JavaScript (ES6), 102 82 80 86 80 bytes

Bug fix and 1 byte saved thanks to @edc65

(a,m)=>eval("for(i=0;m;a[j=i-1]>(b=a[i])?a[a[i]=a[j],j]=b:0)1/a[++i]?m--:i=0;a")

Recursion may not be is definitely not is probably the best approach, but I'm sticking with a loop for now.

Try it out:

f=(a,m)=>eval("for(i=0;m;a[j=i-1]>(b=a[i])?a[a[i]=a[j],j]=b:0)1/a[++i]?m--:i=0;a")

Enter your numbers:<br>
<input id=A rows=10 value="5 1 4 2 8"><br>
Enter the number of steps:<br>
<input type="number" min=0 id=B rows=10 value="1"><br>
<button onclick="C.innerHTML=f((A.value.match(/-?\d+/g)||[]).map(Number),B.value)">Run</button><br>
<pre id=C></pre>

Haskell, 83 82 81 bytes

y%x@(a:b:c)=(y++x):(y++[min a b])%(max a b:c)
y%x=[]%(y++x)
[x]!_=[x] 
x!n=[]%x!!n

Usage example: [5,1,4,2,8] ! 5 -> [1,4,2,5,8].

In function % y keeps track of the elements visited so far during the current pass, x are ones yet to examine. a and b are the next two, i.e. the candidates to swap. If we reach the end of the list, we start from the beginning: y%x = []%(y++x). All steps are stored in a list where the main function picks the nth element.

Edit: previous versions didn't work for single element lists, luckily the new version is even shorter.

Python 3, 77 74 bytes

-3 bytes thanks to @Maltysen (init j in declaration)

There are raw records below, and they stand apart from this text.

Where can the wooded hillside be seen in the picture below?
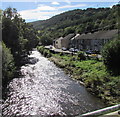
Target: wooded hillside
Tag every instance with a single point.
(79, 21)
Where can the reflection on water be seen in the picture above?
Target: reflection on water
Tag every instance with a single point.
(46, 90)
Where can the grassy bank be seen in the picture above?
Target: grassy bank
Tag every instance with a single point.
(91, 72)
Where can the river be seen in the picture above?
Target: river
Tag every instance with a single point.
(45, 89)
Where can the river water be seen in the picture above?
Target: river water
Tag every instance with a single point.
(45, 89)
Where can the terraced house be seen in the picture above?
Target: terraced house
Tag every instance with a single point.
(89, 41)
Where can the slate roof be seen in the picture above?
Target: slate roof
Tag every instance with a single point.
(99, 35)
(68, 37)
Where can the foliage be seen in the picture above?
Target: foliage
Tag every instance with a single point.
(44, 52)
(81, 56)
(19, 36)
(93, 74)
(111, 56)
(8, 66)
(79, 21)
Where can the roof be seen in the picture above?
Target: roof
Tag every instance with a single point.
(68, 37)
(99, 35)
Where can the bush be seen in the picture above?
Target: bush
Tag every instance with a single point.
(111, 56)
(8, 66)
(81, 56)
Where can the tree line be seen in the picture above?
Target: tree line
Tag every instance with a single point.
(18, 39)
(78, 21)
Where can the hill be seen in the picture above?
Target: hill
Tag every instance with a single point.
(78, 21)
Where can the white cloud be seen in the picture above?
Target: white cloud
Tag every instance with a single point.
(55, 3)
(45, 8)
(68, 1)
(72, 6)
(43, 12)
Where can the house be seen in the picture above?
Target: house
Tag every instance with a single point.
(57, 43)
(89, 41)
(63, 42)
(92, 41)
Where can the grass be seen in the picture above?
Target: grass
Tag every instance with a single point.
(93, 74)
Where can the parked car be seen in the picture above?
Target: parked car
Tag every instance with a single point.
(76, 50)
(64, 49)
(89, 52)
(71, 49)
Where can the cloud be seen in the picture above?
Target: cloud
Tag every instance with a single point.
(68, 1)
(45, 8)
(55, 3)
(72, 6)
(43, 12)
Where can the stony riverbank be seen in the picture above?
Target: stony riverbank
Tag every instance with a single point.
(91, 73)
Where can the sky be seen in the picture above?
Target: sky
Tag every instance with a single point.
(33, 10)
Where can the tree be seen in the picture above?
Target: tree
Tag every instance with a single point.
(111, 56)
(8, 66)
(19, 36)
(45, 40)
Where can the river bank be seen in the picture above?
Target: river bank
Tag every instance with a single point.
(45, 90)
(91, 73)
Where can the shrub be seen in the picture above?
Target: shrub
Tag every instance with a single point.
(81, 56)
(111, 56)
(8, 66)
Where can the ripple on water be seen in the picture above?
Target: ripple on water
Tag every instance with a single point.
(44, 89)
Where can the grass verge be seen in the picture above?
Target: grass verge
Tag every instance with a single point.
(91, 72)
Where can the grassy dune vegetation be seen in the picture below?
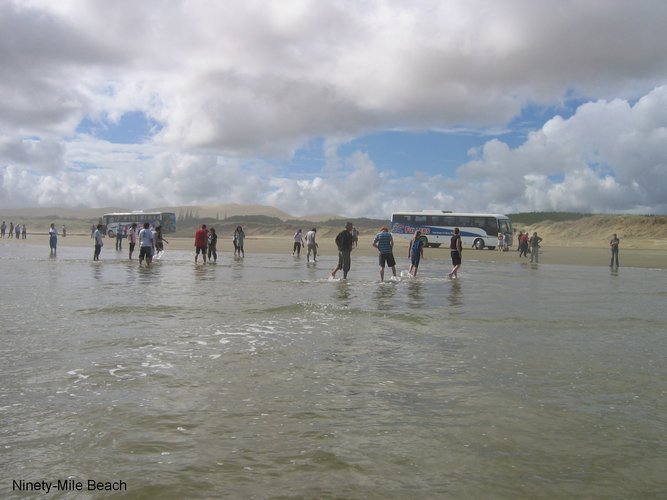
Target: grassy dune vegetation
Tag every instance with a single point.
(558, 228)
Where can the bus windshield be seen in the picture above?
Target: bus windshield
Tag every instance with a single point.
(122, 221)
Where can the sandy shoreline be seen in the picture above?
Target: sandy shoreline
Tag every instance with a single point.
(588, 256)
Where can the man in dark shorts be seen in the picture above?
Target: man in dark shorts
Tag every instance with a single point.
(146, 244)
(344, 244)
(384, 242)
(456, 250)
(201, 242)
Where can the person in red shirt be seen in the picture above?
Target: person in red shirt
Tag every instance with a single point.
(201, 242)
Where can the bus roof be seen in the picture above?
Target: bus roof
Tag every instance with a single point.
(438, 212)
(137, 212)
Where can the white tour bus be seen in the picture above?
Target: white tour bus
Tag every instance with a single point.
(121, 221)
(437, 227)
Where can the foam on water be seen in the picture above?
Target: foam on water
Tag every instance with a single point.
(260, 378)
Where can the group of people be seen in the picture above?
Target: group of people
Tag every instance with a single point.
(384, 242)
(150, 239)
(206, 241)
(19, 230)
(152, 242)
(530, 244)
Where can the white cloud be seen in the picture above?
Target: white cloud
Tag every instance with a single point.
(237, 85)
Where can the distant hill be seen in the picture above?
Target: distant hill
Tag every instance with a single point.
(645, 231)
(535, 217)
(567, 228)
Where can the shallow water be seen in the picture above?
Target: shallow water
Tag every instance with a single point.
(261, 378)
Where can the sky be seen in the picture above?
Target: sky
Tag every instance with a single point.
(347, 107)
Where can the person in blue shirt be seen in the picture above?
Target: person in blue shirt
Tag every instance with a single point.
(384, 242)
(416, 252)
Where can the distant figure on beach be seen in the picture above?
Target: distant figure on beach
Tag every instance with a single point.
(201, 242)
(159, 240)
(239, 237)
(415, 253)
(535, 247)
(146, 244)
(99, 242)
(456, 252)
(53, 238)
(384, 242)
(132, 238)
(344, 242)
(355, 236)
(212, 245)
(311, 244)
(523, 244)
(119, 239)
(298, 243)
(613, 244)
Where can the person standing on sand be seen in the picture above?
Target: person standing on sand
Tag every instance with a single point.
(201, 242)
(355, 236)
(212, 243)
(298, 243)
(146, 242)
(613, 244)
(344, 242)
(99, 243)
(456, 251)
(159, 240)
(119, 239)
(239, 237)
(523, 244)
(415, 253)
(132, 238)
(312, 244)
(535, 248)
(53, 238)
(384, 242)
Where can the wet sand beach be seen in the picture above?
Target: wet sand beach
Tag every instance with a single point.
(651, 256)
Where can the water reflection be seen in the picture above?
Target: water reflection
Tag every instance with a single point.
(415, 294)
(342, 292)
(384, 295)
(455, 295)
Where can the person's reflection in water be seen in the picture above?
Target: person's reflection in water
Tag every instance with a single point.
(384, 295)
(342, 293)
(415, 295)
(455, 295)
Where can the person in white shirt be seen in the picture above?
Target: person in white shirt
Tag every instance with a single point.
(132, 238)
(99, 242)
(311, 244)
(146, 242)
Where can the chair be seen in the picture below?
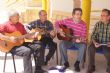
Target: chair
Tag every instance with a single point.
(13, 62)
(84, 59)
(56, 55)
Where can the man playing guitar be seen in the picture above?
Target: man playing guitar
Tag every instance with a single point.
(45, 26)
(11, 27)
(78, 27)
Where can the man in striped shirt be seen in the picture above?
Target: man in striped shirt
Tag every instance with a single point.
(79, 30)
(100, 38)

lambda l,n,j=0:exec('j*=j<len(l)-1;l[j:j+2]=sorted(l[j:j+2]);j+=1;'*n)or l

Test cases at ideone

Uses sorted to do each compare and swap operation, but it is performing a bubble sort.

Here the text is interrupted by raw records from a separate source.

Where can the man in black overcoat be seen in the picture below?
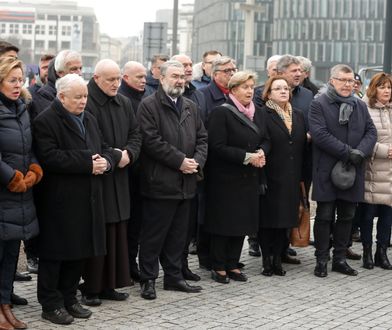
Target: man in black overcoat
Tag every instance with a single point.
(174, 150)
(120, 130)
(341, 130)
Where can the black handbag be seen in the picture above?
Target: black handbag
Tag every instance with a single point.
(343, 175)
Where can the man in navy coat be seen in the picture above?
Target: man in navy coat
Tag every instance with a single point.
(341, 129)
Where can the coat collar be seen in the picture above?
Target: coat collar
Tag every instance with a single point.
(98, 95)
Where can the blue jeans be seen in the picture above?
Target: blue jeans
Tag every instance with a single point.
(9, 251)
(368, 212)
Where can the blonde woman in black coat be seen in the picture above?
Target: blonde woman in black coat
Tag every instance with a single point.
(237, 146)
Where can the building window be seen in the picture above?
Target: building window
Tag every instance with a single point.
(66, 30)
(27, 29)
(39, 44)
(52, 30)
(14, 28)
(40, 29)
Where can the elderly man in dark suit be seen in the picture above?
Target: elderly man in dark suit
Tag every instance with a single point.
(341, 129)
(174, 150)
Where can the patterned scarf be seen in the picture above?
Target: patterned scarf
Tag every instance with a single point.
(286, 115)
(248, 110)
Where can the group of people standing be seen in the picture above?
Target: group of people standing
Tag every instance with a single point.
(105, 173)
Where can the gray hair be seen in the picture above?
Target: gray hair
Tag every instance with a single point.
(285, 61)
(170, 64)
(273, 58)
(219, 62)
(65, 83)
(306, 64)
(240, 77)
(64, 57)
(340, 68)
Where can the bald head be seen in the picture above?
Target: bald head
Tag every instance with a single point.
(134, 75)
(107, 76)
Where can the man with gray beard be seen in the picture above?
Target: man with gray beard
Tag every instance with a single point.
(174, 150)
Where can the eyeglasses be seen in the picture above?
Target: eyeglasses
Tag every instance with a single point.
(228, 70)
(15, 81)
(345, 81)
(286, 89)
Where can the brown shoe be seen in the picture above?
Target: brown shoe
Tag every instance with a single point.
(11, 318)
(350, 254)
(4, 324)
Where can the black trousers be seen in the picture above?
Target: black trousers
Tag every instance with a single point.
(225, 251)
(192, 229)
(58, 281)
(325, 216)
(273, 241)
(163, 234)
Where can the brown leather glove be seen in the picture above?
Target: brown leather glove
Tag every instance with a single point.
(17, 183)
(30, 179)
(37, 171)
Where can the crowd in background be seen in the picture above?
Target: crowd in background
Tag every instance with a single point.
(105, 181)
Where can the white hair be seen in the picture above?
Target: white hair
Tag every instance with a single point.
(65, 83)
(64, 57)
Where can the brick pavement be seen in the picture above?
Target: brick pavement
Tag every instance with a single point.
(297, 301)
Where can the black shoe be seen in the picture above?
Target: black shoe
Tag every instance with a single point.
(182, 286)
(18, 300)
(342, 267)
(321, 269)
(287, 259)
(381, 258)
(32, 265)
(291, 252)
(350, 254)
(240, 277)
(240, 265)
(91, 300)
(367, 257)
(148, 290)
(134, 272)
(22, 277)
(224, 279)
(58, 316)
(189, 275)
(111, 294)
(76, 310)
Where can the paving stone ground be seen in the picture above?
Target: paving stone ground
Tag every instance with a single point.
(298, 300)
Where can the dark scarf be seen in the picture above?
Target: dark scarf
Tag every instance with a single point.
(346, 104)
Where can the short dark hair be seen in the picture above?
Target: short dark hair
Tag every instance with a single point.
(6, 46)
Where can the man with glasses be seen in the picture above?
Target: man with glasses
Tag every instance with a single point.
(117, 122)
(204, 79)
(174, 150)
(341, 130)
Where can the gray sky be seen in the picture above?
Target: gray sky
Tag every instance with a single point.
(123, 18)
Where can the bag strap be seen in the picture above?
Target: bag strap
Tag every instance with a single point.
(304, 196)
(242, 117)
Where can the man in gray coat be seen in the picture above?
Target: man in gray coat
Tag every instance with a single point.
(174, 150)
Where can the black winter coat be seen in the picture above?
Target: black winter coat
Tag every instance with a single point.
(168, 137)
(233, 188)
(18, 218)
(284, 169)
(332, 141)
(118, 125)
(70, 203)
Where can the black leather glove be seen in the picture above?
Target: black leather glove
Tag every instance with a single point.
(356, 156)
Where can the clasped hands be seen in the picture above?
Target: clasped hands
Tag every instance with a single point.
(257, 159)
(189, 166)
(100, 164)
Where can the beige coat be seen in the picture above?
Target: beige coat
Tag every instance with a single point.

Sets j=0 (the left index), then performs n compare and swaps of adjacent list items, resetting j to 0 whenever this window goes out of bounds.

The j*=j<len(l)-1 will multiply j by False (i.e. 0) at that point, whereas every other time it will multiply j by True (i.e. 1).

(It will still work for an empty list too.)